The Olympics provides an opportunity every four years for Americans to come together united in a common goal, to crush China in the medal count. Of course, the Olympics also happen to coincide with our presidential election cycle, which means campaign ads are inevitable. There has always been an unwritten rule, however, that Olympic campaign ads have a positive, uplifting tone. In 2008, the McCain campaign was widely criticized for going negative during the Olympics, and it didn't help his campaign at all. So, you'd think lesson learned, right? But, no.
This season the Obama campaign has two ads running, "I Believe" and "The Choice."
While "The Choice" does mention Governor Romney, it's not critical. Instead, it offers a comparison between policies. For my preference, I would rather have seen "I Believe," again, but "The Choice" is not full on negative.
Governor Romney himself hasn't run any campaign ads during the Olympics, but the RNC has gone full out negative in their ad "Again."
The ad is worse that just being negative, though. It sets a depressing tone and never redeems it. The ad offers no solutions, no hope, nothing. It's just a bunch of depressing images with twisted facts. I don't know if the traditional media will pick up on this, but they should.

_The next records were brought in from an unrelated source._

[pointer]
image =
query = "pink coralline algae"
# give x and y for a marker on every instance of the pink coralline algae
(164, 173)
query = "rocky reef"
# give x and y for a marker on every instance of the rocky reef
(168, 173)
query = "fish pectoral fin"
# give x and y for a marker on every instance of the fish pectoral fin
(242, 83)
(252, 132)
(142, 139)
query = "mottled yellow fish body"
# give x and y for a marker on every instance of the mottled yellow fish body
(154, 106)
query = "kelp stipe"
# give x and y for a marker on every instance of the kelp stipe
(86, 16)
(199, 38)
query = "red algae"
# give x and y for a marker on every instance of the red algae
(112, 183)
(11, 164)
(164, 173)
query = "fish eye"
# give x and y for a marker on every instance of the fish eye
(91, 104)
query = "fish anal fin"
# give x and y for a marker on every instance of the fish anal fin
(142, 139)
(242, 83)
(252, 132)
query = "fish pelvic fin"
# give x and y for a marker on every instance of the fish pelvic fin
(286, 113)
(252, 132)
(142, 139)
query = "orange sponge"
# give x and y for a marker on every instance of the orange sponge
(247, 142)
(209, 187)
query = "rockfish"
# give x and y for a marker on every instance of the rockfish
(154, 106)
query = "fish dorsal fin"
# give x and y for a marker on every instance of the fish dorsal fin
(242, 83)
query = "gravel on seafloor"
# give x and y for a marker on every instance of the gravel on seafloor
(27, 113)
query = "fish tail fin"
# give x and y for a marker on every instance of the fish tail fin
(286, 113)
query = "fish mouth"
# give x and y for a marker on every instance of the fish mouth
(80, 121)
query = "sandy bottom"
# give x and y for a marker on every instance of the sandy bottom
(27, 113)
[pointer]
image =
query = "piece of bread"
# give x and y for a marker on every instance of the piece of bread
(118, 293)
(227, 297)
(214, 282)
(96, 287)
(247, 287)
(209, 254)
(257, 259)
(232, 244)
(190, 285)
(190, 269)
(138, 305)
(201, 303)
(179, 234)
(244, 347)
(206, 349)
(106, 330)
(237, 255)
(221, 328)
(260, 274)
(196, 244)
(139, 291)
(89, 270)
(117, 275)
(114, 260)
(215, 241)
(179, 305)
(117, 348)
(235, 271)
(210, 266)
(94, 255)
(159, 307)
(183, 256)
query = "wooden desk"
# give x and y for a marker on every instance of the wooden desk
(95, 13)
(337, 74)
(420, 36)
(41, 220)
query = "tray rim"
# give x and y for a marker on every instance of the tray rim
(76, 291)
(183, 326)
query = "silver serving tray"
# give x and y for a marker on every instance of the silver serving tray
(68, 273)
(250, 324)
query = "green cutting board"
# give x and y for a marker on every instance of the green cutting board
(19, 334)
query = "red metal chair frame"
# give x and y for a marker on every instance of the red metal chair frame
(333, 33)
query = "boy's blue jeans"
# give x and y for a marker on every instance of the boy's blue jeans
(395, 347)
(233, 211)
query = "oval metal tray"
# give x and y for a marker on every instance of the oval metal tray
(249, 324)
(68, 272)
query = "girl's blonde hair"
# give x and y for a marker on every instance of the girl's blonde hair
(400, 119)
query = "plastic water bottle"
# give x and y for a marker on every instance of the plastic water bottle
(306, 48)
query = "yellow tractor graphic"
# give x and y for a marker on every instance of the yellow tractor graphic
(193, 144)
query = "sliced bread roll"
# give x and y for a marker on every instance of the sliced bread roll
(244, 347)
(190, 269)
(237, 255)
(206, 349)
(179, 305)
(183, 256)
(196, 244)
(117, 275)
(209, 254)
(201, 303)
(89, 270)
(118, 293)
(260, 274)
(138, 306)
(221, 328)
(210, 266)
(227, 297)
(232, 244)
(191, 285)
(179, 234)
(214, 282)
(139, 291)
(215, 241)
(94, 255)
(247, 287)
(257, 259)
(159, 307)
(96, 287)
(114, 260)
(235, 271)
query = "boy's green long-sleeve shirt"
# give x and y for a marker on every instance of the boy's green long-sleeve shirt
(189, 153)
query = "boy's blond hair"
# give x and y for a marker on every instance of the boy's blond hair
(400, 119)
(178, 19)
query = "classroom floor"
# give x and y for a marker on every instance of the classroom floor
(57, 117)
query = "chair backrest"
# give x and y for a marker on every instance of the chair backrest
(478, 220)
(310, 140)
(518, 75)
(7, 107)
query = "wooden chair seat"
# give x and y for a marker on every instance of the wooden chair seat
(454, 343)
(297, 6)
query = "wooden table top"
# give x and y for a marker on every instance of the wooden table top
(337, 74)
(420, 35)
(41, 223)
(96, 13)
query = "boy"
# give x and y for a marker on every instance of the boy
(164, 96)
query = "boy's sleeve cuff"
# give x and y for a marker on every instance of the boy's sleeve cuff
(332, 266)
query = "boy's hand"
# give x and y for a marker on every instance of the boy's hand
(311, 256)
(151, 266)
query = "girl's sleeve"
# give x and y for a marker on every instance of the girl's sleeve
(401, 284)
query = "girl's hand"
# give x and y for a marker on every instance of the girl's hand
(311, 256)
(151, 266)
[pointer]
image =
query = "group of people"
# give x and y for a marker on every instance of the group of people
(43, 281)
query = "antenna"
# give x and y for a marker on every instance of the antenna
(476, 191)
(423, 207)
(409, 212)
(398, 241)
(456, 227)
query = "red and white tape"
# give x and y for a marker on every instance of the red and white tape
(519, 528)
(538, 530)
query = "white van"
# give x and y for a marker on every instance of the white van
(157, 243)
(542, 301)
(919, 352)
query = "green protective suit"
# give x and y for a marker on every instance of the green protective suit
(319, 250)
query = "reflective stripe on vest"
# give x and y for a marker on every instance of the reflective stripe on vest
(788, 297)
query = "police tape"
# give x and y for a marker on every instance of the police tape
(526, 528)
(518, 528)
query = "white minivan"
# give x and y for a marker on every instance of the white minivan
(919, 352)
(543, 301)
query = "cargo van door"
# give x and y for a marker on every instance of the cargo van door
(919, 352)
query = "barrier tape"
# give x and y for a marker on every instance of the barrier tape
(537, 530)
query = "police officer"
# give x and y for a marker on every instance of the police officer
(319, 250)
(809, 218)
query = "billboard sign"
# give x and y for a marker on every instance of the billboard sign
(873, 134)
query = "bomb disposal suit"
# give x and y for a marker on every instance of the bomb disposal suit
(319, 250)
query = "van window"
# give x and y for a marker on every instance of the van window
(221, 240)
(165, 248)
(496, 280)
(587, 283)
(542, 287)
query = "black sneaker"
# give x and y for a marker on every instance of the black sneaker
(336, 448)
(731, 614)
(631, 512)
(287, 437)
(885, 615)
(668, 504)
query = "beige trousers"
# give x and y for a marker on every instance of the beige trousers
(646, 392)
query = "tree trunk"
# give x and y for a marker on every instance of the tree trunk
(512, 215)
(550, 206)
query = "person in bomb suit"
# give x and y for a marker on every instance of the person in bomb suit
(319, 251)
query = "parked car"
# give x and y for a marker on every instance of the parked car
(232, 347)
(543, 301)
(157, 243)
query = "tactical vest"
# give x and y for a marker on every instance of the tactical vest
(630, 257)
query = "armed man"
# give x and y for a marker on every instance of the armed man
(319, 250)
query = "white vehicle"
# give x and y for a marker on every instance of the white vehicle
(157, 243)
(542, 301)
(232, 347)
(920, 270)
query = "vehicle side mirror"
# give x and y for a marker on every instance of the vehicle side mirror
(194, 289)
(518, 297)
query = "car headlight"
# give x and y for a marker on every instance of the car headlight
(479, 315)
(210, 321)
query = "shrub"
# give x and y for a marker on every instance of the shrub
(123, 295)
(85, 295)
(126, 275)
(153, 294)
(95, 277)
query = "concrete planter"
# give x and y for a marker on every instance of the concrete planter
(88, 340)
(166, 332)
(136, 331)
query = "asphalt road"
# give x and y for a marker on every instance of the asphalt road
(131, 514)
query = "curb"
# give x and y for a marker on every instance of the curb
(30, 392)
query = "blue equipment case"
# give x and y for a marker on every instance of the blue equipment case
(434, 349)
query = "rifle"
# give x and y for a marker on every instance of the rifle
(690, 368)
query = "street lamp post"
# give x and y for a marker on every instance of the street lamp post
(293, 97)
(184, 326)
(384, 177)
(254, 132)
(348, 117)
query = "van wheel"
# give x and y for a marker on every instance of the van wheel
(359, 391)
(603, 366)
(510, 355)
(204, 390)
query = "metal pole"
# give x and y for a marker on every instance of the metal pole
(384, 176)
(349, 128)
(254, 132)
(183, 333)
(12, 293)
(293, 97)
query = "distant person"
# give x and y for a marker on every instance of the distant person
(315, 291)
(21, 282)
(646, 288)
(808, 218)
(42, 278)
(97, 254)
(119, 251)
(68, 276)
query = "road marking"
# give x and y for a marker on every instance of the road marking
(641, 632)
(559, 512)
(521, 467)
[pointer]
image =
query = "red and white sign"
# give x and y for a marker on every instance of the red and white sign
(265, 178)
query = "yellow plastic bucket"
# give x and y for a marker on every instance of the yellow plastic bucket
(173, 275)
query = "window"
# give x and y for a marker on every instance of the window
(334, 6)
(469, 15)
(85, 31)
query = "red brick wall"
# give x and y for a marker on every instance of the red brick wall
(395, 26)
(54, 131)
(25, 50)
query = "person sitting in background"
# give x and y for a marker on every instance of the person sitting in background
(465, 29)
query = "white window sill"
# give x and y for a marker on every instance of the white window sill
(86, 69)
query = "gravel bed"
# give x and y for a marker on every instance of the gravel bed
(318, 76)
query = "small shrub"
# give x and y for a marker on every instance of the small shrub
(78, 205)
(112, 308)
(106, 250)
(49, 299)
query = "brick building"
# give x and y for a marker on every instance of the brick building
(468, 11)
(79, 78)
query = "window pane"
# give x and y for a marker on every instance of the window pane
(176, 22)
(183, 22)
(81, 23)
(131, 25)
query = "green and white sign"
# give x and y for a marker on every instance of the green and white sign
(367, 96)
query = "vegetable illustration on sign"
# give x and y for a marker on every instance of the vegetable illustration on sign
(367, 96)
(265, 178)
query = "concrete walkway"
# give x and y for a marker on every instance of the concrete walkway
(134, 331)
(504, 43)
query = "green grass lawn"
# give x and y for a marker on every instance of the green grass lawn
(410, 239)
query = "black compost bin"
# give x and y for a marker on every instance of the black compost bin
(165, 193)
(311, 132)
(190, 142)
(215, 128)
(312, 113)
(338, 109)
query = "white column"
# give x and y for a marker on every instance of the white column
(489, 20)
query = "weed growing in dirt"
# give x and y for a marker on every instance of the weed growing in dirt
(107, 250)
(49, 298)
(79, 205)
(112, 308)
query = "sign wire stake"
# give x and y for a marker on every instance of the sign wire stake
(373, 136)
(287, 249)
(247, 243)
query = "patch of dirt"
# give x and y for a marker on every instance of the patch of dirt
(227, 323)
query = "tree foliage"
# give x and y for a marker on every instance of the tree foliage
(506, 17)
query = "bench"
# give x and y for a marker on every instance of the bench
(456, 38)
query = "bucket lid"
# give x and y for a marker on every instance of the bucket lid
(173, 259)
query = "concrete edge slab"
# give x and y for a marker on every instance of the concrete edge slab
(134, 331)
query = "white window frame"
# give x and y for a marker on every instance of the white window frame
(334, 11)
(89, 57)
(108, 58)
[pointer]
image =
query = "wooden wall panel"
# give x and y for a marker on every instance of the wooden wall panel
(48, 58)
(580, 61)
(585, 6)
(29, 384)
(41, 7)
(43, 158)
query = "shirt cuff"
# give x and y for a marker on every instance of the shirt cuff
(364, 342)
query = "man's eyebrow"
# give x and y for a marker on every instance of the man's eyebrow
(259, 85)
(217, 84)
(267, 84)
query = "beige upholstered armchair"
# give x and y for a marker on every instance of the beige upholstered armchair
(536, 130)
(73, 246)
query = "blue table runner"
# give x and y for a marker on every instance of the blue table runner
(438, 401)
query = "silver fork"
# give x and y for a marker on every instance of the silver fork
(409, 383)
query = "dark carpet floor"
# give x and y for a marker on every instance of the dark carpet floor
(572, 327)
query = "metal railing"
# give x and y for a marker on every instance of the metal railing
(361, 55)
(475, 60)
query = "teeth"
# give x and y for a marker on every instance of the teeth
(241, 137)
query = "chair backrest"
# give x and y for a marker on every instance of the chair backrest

On a semi-related note, the U.S. Olympic Committee is also trying to put the kibosh on using Olympic footage in campaign ads.
Olympics footage is not just off-limits for attack ads. Sandusky specified the ban "pertains to all ads. We will not allow Olympic footage to be used in any political ad, positive or negative, per the IOC's Olympic Charter."
This could make it difficult for Governor Romney to run on "saving the Olympics," but it also makes it difficult for us to hit him on the $1.3 billion of taxpayer money he used to bailout the 2002 Olympics.